Наверное, подходил уфимский поезд. Шестьдесят девятый, бывший мой.

35

Проспал я почти двенадцать часов.

Сегодня надо себя чем-то занять. Но чем?

Впервые я почувствовал, как не хватает мне Амантаева. Он опять в отъезде.

Не пойти ли к Айбике?

Я двинулся по людной улице, продолжая терзать себя вопросом: виноват я в смерти Доминчеса или нет? Формально, по уголовному кодексу — нет. А по законам сердца? Да, виноват. Разве я не видел, как унижала его Лира Адольфовна? Я должен был сказать ей, что это низко, что это нечестно, что это…

Мог бы сказать, конечно.

Люди! Чего только не делаете вы друг с другом!

Я еще окончательно не решил, идти ли мне к Айбике. Может быть, сегодня не стоит. Я не сумею говорить ни о чем, кроме как о Доминчесе. А с девчонками о смерти говорить не полагается.

Афиши приглашают на лекции.
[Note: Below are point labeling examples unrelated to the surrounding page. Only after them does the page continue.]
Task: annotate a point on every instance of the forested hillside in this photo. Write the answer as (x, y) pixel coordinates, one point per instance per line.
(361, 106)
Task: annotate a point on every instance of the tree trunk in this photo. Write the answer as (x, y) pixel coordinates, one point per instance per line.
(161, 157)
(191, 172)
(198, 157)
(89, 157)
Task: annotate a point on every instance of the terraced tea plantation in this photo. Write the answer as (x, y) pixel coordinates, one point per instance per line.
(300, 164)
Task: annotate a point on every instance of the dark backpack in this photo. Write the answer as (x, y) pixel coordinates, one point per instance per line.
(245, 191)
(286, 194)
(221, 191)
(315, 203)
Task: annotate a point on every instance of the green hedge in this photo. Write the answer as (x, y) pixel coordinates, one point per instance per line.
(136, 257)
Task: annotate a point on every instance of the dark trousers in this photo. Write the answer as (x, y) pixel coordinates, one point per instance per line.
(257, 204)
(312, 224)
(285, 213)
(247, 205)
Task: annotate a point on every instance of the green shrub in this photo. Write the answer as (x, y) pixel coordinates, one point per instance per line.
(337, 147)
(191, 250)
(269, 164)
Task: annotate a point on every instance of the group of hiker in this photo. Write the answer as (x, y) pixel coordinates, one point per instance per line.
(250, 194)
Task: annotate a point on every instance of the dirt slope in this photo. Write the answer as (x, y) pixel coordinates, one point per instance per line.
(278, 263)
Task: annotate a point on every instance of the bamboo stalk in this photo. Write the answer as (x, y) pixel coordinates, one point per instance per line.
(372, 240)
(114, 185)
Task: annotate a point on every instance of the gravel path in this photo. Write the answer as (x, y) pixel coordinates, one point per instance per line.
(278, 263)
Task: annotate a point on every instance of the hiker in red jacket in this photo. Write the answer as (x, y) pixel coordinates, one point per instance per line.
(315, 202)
О чем только лекторы не говорят, в чем только не убеждают! А вот бокс. Но это завтра…

— Здравствуй, Аюдарчик!

Поворачиваю голову — Пискаревский. После того, что произошло в его квартире, я как-то избегал его, и мне до сих пор это удавалось.

Он держит себя так, точно мы самые закадычные приятели, если не друзья. Это надо уметь!

— Здравствуй.

— Афиши читаешь?

— Афиши читаю.

Я смотрю мимо него на знакомый плакат на стене продовольственного магазина: «Прежде чем рассердиться, сосчитай до ста, прежде чем обидеть другого — до тысячи!»

— Ты не в духе?

Его голос доносится как будто издали. Я напрягаю все силы, чтобы поддержать разговор, не нужный ни ему, ни мне.

— Что с тобой?

Не хотелось ему говорить о Доминчесе. Он, червяк, ничего в таких переживаниях не смыслит. Но другого живого существа подле меня нет, а мне нужен, очень нужен человек!

— Я виноват в смерти Доминчеса, — проговариваю я.

Он даже побледнел. Всегдашней наигранной улыбки как не бывало. Даже оглянулся, не подслушивают ли нас.

— С этим не шутят, браток.

— Мне сейчас не до шуток.

Пискаревский порядком струхнул, даже отступил от меня на почтительное расстояние.

И тут я объяснил ему все. И покаялся, что не проявил дружеской чуткости к человеку. Но Пискаревский меня не дослушал.

— Ну и ну! — Он рассмеялся неприятным смехом. — При чем здесь ты?

Убедить он меня не убедил, но оставил отдушину для самоутешения.

— Раздавим по маленькой? — спросил Пискаревский, беря меня под руку.

В эту минуту мне было все равно.

— Раздавить маленькую не отказываюсь, но к тебе я больше не ходок.

— Не хочешь, не надо, — немедленно согласился он. — Насиловать не буду. На этот случай у меня заготовлен укромный уголок.

— Где же он, твой укромный уголок?

— Тут, совсем недалеко, — сказал Пискаревский, пытаясь увлечь меня за собой.

— Должен же я знать, куда иду!

— Ладно, упрямец, объясню, — сказал он. — Я подружился с иностранными инженерами, с теми, что нам полиэтилен монтируют. Иногда захожу к ним один, иногда вместе с девчонками. Они и рады. Они же погибают от скуки. Девчонки танцуют, я пою. У меня неплохой голос. Вот они и ставят мне стопочку-другую. Почему бы не поживиться за счет иностранцев? А?